= Jon Mostad =

Norwegian composer

Jon Mostad (born 21 April 1942) is a composer from Fredrikstad, Norway. He received the Norwegian state three-year scholarship for artists from 1982 until 1984.

==Musical style==
In his early compositions Mostad moves from a linear-expressionist style to a more timbre-oriented line of thinking where both modernist music and romantic music inspire his work. From around 1975 the timbre/harmonic aspect of his music is more related to the harmonic series. During the 1980s and 1990s he combined this with other types of modal and free compositional techniques, sometimes using modal techniques as well as more overtone-oriented harmonic spectra within the same composition.

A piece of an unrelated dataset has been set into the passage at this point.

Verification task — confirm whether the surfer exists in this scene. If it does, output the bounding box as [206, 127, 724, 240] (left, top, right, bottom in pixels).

At the same time he was experimenting with untraditional structuring of his material, both in works of one movement and in cyclical works. Many of Mostad's instrumental works as well as vocal music, are inspired by Judæo-Christian texts which often influence the structuring of the music. For instance, in "And the light shines in darkness", a massive dark-sounding layer with much rhythmical unrest is gradually introduced to a lighter-sounding chord with notes from the harmonic series.

Mostad has written chamber music, solo pieces for piano, guitar, organ and used electronics, both pre-recorded and live with interaction with live musicians, but his main focus has been orchestral and vocal music. His longest composition is the work "Were you there, when they crucified my Lord?" for choir, recitation, solo voices and orchestra.

==Performances==
The music of Jon Mostad has been played by orchestras in Norway as well as performed at Bergen International Festival, the Elverum Festival, Music Factory, Bergen in Bergen and Dartington International Summer School in Totnes, England, among other festivals. In 2010 he was featured composer of the Vinteriss festival in Østfold. He has been represented at Nordic Music Days and his music played on radio in the Nordic countries, former Jugoslavia and England. His "2 psalms" for choir has been sung in Japan, England and Norway.

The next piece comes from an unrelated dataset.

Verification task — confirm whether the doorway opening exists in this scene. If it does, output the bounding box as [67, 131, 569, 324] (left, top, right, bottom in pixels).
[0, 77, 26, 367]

Mostad's music has also been performed by local amateur ensembles. Music ranging from small chamber pieces to the multimedia show Terje Vigen based on texts by Henrik Ibsen and theatrical music for Ibsen's Peer Gynt were written for local ensembles in Fredrikstad.

Mostad has also had commissions from Ny Musikk, NRK radio and TV, Ungdomssymfonikerne, Det Norske Blåseensemble, Amsterdams Gitaartrio and Oslo Sinfonietta as well as from local ensembles in Fredrikstad.

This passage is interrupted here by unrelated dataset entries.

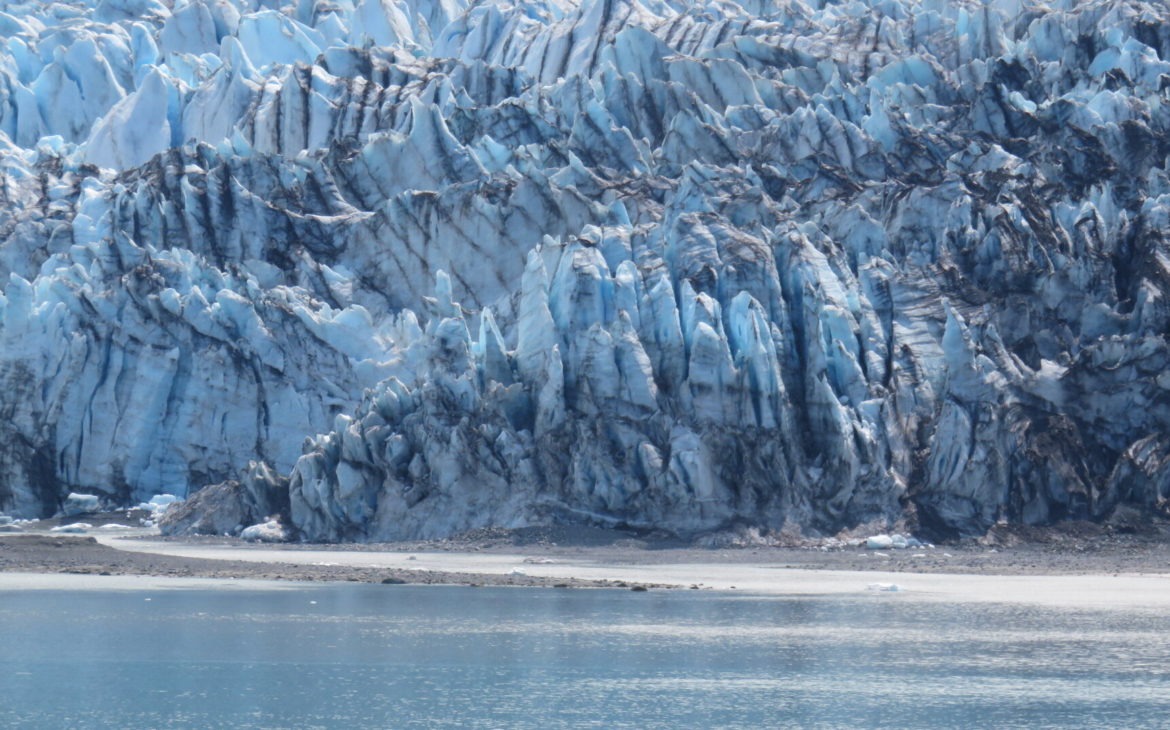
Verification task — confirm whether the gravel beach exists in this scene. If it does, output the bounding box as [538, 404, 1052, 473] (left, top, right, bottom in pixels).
[0, 514, 1170, 587]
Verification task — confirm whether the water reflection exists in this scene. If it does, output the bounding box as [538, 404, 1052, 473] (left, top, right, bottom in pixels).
[0, 585, 1170, 728]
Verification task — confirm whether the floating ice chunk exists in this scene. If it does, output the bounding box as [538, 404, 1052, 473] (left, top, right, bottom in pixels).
[240, 519, 289, 543]
[49, 522, 94, 535]
[61, 491, 101, 517]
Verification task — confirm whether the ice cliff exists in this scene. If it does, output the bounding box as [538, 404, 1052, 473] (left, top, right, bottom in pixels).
[0, 0, 1170, 539]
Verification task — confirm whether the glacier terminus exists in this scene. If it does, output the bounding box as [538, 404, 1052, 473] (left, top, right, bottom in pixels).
[0, 0, 1170, 540]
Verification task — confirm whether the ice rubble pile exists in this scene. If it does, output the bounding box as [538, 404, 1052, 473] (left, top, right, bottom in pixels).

Mostad plays the piano, but has seldom been involved in performing his own music. Occasionally he has improvised pre- and postludes when substituting as organist in local churches and from time to time he has also played some of his smaller works for piano (with or without electronics) live at concerts. During the 2010 Vinterriss festival he was playing the live electronics part at the premiere of his piece "Ikke helt solo" ("not quite solo") for cello and quadrophonic live electronics.

==Recordings==
The music of Jon Mostad has been recorded by The Norwegian Soloist's Choir, The Oslo Philharmonic, Øystein Birkeland and Bergen Philharmonic Orchestra. His orchestral works "House", "The light shines in darkness" and "Concerto for cello and orchestra" were chosen by a jury of the Norwegian Society of Composers to be recorded on the Aurora label, resulting in the CD "The light shines in darkness" with Oslo Philharmonic, cellist Øystein Birkeland and conductor Michel Swierczewski.

==Education==
Theological candidate 1965. Music and pedagogy 1969. Diploma in composition at the Norwegian Academy of Music (ending in 1974). Main teacher: Finn Mortensen. An important inspiration during his studies were the seminars in sonology and on Gustav Mahler by Olav Anton Thommessen. Shorter courses in studio work at NSEM, Høvikodden (1975/76), EMS Stockholm (1983).

==Other activities==
In addition to composing, Jon Mostad was teaching arrangement and composition, music and religion at high schools in Fredrikstad and Moss (years 10-12 or 11-13 in the Norwegian school system) until he retired in 2006.

He has also been active in organisations such as Ny Musikk Østfold, the regional branch of an organisation promoting contemporary music, Norwegian Society of Composers and TONO.